How to run:

  1. Clone the repo
  2. Make sure you have docker and docker-compose
  3. Navigate to project directory (where the docker-compose file is present)
  4. Add the .env file sent through the mail to the root of the project directory.
docker-compose up

That's it.

Tech Stack:

  • Django
  • Django Rest Framework
  • Postgres
  • Amazon S3 (uploaded files are stored here)
  • Redis (Used as message broker for celery)
  • Celery
  • Flower: Celery monitoring tool (localhost:5555)

Endpoints

  1. Create a user.
curl "localhost:8000/auth/users/" --data "username=bhavesh&email=bhaveshpraveen10@gmail.com&password=12ab34cd"

Enter user_name, email and password of your choice.
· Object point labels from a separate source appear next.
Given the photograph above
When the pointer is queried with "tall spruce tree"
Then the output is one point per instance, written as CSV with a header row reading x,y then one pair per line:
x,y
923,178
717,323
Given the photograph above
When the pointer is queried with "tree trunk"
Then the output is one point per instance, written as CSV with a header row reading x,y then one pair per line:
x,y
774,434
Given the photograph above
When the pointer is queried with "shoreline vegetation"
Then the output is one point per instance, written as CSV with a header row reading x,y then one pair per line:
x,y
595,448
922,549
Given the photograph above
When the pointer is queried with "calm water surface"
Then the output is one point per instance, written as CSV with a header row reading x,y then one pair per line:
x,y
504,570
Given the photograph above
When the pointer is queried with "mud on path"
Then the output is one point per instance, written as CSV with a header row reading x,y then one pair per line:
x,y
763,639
Email is optional.

  1. Create Token
curl "localhost:8000/token/" --data "username=bhavesh&&password=12ab34cd"
# sample response
{"refresh":"eyJ0eXAiOiJKV1QiLCJhbGciOiJIUzI1NiJ9.eyJ0b2tlbl90eXBlIjoicmVmcmVzaCIsImV4cCI6MTU2NjA0OTQ5MiwianRpIjoiYmJhMDIzZTEyZWY5NGNkODhhNDYyYjVmM2U4ODQ2ZjciLCJ1c2VyX2lkIjoxfQ.dlE5dqGSOrgp4UntI7GEgOkKa4-Z1VEwk482mx0Oq1A",
"access":"eyJ0eXAiOiJKV1QiLCJhbGciOiJIUzI1NiJ9.eyJ0b2tlbl90eXBlIjoiYWNjZXNzIiwiZXhwIjoxNTY1OTY0ODkyLCJqdGkiOiIwZjU3MmFkM2EyNDU0MThhOGQyMTdmZDQ1NDQyMGJhZiIsInVzZXJfaWQiOjF9.Be4rxvTm6NfzrQ02LkCXZORskx1xw4HqBMa6taFaC-M"}

If the token expires, just hit this endpoint again to get new access and refresh token. (You can also use the refresh token to get the acesss token token (token/refresh/))

  1. To upload the file (Endpoint: 1 in the task document)
curl -F 'file=@/path/to/project/atlan_task/upload-files/100000-Sales-Records.csv' http://localhost:8000/collect/baseline/ -H "Authorization: Bearer {access token}"

Replace path/to/project with the path where you cloned the repo. In my case this was @/Users/bhavesh/PycharmProjects/atlan-task/atlan_task/upload-files/100000-Sales-Records.csv.
Please use the files already provided(I've hardcoded the datetime format and other small details) Replace {access_token} with the access token that you received in step2

The response should be something like this

{"id":1,"file":"https://atlan-task-assets.s3.amazonaws.com/file/100000-Sales-Records.csv"}%

The uploaded file has now been uploaded to Amazon s3.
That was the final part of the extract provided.